Non-homeomorphic spaces such that taking away a point makes them homeomorphic

It is known that the Cantor set minus a point is (up to homeomorphisms) the unique zero-dimensional separable metric space without isolated points that is locally compact and not compact. In particular, the Cantor set minus a point is homeomorphic to the Cantor set minus two points (or minus any finite number of points).

Now you can take as $X$ the Cantor set and as $Y$ the Cantor set minus a point.

See also this math.stackexchange question.

If $X$ and $Y$ are Hausdorff then the one easily sees that the homeomorphism can not be induced by $\varphi$. But you did not request that.

Let $C_0$ denote a disjoint union of countably many copies of the Cantor set.
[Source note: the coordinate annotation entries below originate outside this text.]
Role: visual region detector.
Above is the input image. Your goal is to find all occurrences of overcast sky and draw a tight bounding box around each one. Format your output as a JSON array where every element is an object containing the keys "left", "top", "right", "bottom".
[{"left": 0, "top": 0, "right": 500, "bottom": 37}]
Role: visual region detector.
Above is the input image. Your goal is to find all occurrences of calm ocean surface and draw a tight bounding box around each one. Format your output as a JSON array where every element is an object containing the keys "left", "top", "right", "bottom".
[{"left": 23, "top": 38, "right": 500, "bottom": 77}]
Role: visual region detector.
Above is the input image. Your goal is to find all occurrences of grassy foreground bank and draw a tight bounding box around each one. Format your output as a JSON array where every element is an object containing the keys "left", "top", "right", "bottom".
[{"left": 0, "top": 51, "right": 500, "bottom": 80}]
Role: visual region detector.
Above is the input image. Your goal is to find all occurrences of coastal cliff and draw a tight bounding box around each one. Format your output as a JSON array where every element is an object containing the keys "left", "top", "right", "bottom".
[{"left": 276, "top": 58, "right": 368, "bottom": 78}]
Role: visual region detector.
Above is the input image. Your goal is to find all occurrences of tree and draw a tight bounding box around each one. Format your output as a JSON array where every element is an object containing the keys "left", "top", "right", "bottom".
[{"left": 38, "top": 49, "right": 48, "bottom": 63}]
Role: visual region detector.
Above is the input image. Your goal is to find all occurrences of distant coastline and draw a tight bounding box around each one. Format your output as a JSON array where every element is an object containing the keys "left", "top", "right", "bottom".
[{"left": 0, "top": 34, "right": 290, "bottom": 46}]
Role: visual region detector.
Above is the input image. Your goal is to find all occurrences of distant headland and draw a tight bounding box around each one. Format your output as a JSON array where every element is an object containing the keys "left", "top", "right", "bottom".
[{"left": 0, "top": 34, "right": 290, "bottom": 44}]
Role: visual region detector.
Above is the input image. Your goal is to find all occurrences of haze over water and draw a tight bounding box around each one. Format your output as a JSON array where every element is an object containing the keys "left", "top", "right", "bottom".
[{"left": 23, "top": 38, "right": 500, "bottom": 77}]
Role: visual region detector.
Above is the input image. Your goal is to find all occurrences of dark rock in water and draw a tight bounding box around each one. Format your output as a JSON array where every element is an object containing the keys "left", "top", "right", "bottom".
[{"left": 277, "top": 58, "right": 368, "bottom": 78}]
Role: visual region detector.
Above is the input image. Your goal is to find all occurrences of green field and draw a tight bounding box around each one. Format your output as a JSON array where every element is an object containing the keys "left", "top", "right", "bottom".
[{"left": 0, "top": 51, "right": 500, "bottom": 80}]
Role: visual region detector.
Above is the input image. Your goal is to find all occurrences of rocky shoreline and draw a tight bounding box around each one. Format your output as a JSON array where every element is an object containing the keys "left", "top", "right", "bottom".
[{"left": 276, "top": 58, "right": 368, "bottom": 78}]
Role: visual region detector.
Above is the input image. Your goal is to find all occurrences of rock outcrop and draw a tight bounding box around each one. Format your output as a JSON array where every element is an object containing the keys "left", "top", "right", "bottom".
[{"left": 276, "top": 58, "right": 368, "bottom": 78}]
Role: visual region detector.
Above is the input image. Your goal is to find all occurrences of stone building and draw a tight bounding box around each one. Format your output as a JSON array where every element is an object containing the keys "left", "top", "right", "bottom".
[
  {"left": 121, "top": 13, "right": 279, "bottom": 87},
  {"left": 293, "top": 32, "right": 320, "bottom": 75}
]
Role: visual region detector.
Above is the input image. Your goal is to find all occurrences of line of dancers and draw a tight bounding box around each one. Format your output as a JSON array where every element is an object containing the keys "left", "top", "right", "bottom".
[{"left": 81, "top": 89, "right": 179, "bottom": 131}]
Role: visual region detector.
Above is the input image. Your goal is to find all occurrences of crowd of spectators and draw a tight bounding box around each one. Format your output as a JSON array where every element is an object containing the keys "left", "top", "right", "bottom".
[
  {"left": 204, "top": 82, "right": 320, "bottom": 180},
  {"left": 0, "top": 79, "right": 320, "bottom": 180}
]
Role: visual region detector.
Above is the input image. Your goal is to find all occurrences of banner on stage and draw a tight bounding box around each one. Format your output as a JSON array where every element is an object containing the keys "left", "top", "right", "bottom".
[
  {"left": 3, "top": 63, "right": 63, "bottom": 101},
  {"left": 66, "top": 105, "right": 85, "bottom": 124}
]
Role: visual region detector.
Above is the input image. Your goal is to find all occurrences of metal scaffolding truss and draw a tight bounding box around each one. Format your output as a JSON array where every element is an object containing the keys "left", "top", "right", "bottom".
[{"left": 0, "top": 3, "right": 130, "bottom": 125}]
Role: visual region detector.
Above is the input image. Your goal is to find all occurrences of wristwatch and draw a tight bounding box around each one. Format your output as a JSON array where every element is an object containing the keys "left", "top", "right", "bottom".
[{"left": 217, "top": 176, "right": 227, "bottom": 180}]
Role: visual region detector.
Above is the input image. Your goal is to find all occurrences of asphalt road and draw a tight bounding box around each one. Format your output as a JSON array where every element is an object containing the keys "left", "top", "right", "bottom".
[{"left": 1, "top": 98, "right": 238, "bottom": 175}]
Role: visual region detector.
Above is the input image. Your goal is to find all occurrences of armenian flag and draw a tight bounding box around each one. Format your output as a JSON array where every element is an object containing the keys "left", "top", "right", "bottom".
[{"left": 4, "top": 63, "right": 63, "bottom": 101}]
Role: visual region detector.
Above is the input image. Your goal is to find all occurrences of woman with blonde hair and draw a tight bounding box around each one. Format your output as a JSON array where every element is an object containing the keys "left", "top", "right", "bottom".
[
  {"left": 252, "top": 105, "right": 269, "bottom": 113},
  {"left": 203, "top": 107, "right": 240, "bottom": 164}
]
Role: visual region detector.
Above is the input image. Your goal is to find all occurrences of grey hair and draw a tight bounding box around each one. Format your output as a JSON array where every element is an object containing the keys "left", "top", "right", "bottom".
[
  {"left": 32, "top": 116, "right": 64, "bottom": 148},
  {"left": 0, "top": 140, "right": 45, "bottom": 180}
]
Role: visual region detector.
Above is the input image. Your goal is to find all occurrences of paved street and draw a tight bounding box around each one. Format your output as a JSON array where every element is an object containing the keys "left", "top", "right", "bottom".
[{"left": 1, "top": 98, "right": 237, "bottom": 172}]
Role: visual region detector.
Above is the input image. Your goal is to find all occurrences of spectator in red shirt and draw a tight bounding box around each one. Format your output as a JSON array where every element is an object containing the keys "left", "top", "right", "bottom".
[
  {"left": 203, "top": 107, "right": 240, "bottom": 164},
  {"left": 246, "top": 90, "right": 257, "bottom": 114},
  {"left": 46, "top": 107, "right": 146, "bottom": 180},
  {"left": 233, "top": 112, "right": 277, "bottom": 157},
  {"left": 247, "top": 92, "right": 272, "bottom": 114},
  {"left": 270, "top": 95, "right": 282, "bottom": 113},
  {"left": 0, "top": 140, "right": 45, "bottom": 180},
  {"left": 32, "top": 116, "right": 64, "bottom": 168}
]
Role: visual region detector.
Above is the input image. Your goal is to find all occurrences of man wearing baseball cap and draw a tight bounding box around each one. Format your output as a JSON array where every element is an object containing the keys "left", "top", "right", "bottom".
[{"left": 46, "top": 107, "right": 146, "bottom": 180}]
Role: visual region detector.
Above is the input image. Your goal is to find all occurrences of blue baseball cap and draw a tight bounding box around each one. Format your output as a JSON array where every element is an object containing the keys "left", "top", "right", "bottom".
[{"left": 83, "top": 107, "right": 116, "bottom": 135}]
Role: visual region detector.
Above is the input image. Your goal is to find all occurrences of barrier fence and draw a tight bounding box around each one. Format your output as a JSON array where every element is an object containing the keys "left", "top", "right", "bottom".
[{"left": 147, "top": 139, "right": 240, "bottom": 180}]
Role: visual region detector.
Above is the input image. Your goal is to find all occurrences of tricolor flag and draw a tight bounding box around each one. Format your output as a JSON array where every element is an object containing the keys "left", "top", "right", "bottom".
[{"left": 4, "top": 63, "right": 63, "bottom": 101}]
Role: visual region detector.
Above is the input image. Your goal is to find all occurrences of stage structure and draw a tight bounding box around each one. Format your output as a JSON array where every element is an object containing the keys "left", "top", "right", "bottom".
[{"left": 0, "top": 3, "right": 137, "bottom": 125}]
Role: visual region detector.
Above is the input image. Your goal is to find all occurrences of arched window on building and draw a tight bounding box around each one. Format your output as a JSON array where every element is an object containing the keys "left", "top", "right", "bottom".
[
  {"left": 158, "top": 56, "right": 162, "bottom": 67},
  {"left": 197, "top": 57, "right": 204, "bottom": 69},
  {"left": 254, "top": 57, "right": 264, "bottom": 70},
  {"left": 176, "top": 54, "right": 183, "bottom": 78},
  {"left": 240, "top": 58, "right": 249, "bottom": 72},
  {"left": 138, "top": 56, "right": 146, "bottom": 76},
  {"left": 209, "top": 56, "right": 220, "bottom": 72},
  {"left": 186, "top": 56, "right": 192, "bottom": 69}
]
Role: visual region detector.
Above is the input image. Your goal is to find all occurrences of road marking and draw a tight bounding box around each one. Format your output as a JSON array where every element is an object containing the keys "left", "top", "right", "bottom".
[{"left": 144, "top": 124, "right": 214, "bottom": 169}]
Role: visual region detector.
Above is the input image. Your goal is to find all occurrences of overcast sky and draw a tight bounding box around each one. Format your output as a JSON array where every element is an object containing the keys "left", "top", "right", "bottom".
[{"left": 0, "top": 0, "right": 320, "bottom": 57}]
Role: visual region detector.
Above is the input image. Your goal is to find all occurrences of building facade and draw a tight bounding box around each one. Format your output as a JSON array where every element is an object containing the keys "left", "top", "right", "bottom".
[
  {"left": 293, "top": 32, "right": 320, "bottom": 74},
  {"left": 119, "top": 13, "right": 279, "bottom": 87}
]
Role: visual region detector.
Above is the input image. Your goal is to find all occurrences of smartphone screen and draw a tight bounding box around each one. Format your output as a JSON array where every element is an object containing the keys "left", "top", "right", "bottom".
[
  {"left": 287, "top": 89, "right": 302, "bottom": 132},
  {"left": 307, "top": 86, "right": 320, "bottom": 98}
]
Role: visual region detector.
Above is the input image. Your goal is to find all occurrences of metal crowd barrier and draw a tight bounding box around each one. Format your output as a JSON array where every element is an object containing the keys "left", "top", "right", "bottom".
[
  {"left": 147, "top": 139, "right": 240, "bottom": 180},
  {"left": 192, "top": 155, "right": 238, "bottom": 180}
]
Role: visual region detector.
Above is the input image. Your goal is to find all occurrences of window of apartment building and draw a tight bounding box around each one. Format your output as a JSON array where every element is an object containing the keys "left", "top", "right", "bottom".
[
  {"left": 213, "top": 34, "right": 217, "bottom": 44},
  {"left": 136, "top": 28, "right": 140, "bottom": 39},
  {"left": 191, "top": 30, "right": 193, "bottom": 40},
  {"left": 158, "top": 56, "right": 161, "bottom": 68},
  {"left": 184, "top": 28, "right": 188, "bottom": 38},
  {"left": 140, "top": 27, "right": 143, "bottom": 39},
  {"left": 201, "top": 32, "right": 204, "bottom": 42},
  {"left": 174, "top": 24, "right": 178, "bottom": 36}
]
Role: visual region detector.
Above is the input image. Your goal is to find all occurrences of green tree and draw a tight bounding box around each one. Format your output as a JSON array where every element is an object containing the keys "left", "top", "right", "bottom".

It is easily seen that the Cantor set $C$ is homeomorphic to the one point compactification of $C_0$. Since $C$ is homogeneous, by removing any point from $C$ we get $C_0$. Then $C_0$ less any point is again homeomorphic to $C_0$. Thus take $X\cong C$, $Y\cong C_0$ and $\varphi$ to be any bijection between them.

For a minimal example consider the following two 3-element posets equipped with the Alexandroff topology (i.e. open sets are down-sets):

(a)   (b)                      (C)
  \   /                        / \
   \ /                        /   \
   (c)                      (A)   (B)

The bijection is given by: $a\mapsto A$, $b\mapsto B$, $c\mapsto C$.

The reconstruction conjecture for ordered sets (see e.g. Jean-Xavier Rampon, What is reconstruction for ordered sets?) - together with equivalence of finite posets and finite $T_0$ topological spaces (via the specialization order/Alexandroff topology functors) - says the are no such examples among finite $T_0$ spaces with at least four elements. However, the conjecture is open.

(The related reconstruction conjecture for graphs is better known and also open.)